Hi, I had a bit of yesterday that Home Assistant was near non-responsive. I ran top and python3 -m homeassistant --config /config was pegged at 100%
. Rebooting didn’t help. First time I’ve had to use safe mode. I did use profiler before I put it in safe mode, however I’d never figured out how to use Snakeviz in the past, so it was more a “following the forum guidance” kind of thing. In safe mode my CPU via system monitor dropped to ~13%.
After a few hours I switched off safe mode and it’s been ok since. CPU has been 21-33%.
Great, it’s reletively working, but the trouble is I didn’t actually identify the problem. My “attempts” on the screenshot above are just switching from Safe Mode. The first time when I checked top, the same python3 -m homeassistant --config /config process had high CPU and I didn’t have time to troubleshoot so I just turned Safe Mode on again.
Getting Snakeviz to work (here’s the questions)

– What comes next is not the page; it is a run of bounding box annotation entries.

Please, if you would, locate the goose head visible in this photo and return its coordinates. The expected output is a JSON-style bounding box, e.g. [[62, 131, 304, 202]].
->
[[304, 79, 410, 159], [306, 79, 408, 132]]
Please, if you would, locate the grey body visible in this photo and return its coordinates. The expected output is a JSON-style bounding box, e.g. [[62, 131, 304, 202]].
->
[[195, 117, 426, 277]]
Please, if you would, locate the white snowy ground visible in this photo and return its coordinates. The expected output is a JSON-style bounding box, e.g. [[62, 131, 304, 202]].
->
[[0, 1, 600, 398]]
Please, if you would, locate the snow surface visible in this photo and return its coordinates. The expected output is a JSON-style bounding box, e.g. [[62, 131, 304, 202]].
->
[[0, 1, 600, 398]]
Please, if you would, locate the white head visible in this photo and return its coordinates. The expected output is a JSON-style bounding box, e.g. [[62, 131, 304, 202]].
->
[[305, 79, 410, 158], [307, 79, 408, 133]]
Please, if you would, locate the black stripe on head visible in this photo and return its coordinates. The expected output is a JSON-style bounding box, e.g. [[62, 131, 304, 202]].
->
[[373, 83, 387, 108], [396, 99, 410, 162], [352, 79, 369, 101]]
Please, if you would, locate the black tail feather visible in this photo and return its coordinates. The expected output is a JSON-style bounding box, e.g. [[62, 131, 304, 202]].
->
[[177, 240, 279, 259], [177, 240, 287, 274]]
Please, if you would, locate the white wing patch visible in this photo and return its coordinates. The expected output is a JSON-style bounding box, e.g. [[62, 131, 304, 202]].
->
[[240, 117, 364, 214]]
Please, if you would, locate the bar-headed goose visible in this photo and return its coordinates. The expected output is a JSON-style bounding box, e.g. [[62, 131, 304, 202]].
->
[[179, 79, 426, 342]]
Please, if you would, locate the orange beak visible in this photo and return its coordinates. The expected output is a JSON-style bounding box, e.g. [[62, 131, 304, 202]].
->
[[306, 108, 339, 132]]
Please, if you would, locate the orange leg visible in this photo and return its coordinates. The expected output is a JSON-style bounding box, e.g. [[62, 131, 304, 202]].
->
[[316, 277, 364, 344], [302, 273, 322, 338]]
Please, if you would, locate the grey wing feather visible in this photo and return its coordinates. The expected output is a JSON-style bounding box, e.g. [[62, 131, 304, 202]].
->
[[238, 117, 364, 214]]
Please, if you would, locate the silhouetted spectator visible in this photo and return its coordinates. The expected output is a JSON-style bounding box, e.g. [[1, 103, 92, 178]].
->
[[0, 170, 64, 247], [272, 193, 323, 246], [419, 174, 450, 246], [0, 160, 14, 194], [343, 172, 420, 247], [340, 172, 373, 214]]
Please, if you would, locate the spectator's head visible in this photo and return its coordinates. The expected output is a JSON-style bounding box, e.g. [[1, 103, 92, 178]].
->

Later I figured out how to install and use Snakeviz with WSL. Nothing made since I was only seeing that base_events.py was taking ~59/60 seconds. That seemed like a lot, but the chart didn’t look anything like what I was seeing in the screenshots. After tinkering I finally asked an LLM that suggested “Something is blocking the event loop” and to share my top 20 functions which I did.
The LLM suggested initially that MQTT was the culprit, but after the ncalls sort it pointed more towards template loops. Incidentally I did recently add a couple in helpers. So, the bulk of this whole big post is to ask if any of you Jinja/Python gurus would take a look at this to tell me if anything else stands out as a problem AND to look at the templates that I’ve identified as likely problematic and if you’re willing, give me some guidance on improving them.
Template 1
This is the first template I showed it, not the worst (IMO), but the LLM said it was a problem. It’s being used as a binary_sensor helper. The purpose of this is to trigger an automation when the Traccar location goes stale. I’m not positive, but I believe this one was human made with the help of someone on the forum.
{{ (now() - states.device_tracker.rosa_traccar.last_updated).total_seconds() > 1200 }}
Template 2
The goal of this one was to avoid having to manually add new leak sensors, but have one binary_sensor that I could use to trigger notifications if any leak sensor failed to report every day. This was definitely LLM generated.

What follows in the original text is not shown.